These 3 factors will propel CSE Global

Positive developments will lead to upswing.

CSE Global will likely benefit from the ongoing recovery following the Macondo oil spill incident in the Gulf of Mexico where it has significant exposure, according to OCBC Investment Research.

The company will also be boosted by the liberalisation of the Mexican oil and gas market, as well as increasing positive sentiment within the subsea sector.

Here's more from OCBC:

Focusing largely on the oil and gas sector. Following the successful divestment of CSE Global’s entire shareholding interest in Servelec Group in Dec last year, we believe management will focus on driving its growth largely from the oil and gas sector. This sector contributed 75% of CSE’s total revenue from continuing operations in FY13. Oil and gas related activities remain at healthy levels in most regions, in our view. CSE has significant exposure to the Gulf of Mexico (both the U.S. and Mexico side), and we expect the group to benefit from the on-going recovery following the ill-fated Macondo oil spill incident and the imminent liberalisation of the Mexican oil and gas market. There is also positive sentiment within the subsea sector. Market watcher Infield Systems has forecasted subsea capex to grow at a robust 15% CAGR from US$19b in 2013 to US$33.3b in 2017. CSE provides control systems for its subsea customers. Its order book stood at S$227.2m (as at 31 Dec 2013), a decline of 18.4% as compared to end FY12. However, management highlighted that this consists of higher quality projects and hence could augur well for its FY14 gross margins.

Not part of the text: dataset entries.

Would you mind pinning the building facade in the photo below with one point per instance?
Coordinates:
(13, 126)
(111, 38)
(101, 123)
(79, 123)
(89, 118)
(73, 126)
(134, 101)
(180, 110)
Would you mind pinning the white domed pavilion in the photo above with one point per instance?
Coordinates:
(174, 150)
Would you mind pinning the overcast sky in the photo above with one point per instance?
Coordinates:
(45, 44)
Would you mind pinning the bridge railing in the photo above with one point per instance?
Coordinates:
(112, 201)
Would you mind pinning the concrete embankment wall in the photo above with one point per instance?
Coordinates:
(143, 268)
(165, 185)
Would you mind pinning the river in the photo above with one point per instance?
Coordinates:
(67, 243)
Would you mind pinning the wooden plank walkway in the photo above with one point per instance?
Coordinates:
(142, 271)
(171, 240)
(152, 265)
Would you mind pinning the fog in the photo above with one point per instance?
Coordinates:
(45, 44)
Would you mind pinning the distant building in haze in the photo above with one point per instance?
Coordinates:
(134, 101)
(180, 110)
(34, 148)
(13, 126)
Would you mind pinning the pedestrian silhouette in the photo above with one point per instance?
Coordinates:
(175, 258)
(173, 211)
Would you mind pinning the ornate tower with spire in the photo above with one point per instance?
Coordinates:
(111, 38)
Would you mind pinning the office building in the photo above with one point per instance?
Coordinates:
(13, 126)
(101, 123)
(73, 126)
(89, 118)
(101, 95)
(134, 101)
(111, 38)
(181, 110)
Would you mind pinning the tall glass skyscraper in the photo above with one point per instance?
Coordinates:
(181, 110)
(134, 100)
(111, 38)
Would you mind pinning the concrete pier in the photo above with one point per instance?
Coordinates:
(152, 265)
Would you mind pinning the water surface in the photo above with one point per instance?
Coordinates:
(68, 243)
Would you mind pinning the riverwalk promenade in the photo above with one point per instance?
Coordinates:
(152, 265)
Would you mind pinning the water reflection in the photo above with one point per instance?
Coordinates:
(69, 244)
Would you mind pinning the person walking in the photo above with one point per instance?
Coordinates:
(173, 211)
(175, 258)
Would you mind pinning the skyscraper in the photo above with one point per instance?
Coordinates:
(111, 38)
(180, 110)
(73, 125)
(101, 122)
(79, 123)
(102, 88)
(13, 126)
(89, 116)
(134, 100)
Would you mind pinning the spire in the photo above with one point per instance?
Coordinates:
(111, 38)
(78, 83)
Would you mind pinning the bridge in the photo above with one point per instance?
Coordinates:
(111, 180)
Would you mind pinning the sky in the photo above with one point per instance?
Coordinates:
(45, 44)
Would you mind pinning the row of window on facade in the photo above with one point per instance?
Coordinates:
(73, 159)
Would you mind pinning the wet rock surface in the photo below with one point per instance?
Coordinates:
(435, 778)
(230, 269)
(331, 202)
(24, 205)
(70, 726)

No further provisions for project cost overruns expected. CSE’s FY13 bottomline took a hit as it made provisions for project cost overruns amounting to S$8.1m. Looking ahead, management is hopeful that it will not have to make further provisions for this Middle-Eastern project in 2014, as it has provided some buffer in terms of assumed project completion timeline when making its provisions.

Maintain BUY. We re-work our assumptions following a change in analyst coverage, and now forecast CSE to register core PATMI growth of 18.7% and 9.3% in FY14 and FY15, respectively. We are expecting a backend-loaded FY14 due to the timing of certain key projects and expectations of new order wins in 2H14. Applying a 9x target PER peg to our FY14 EPS forecast, we derive a fair value estimate of S$0.63 (previously S$0.96 before the Servelec Group divestment). Maintain BUY.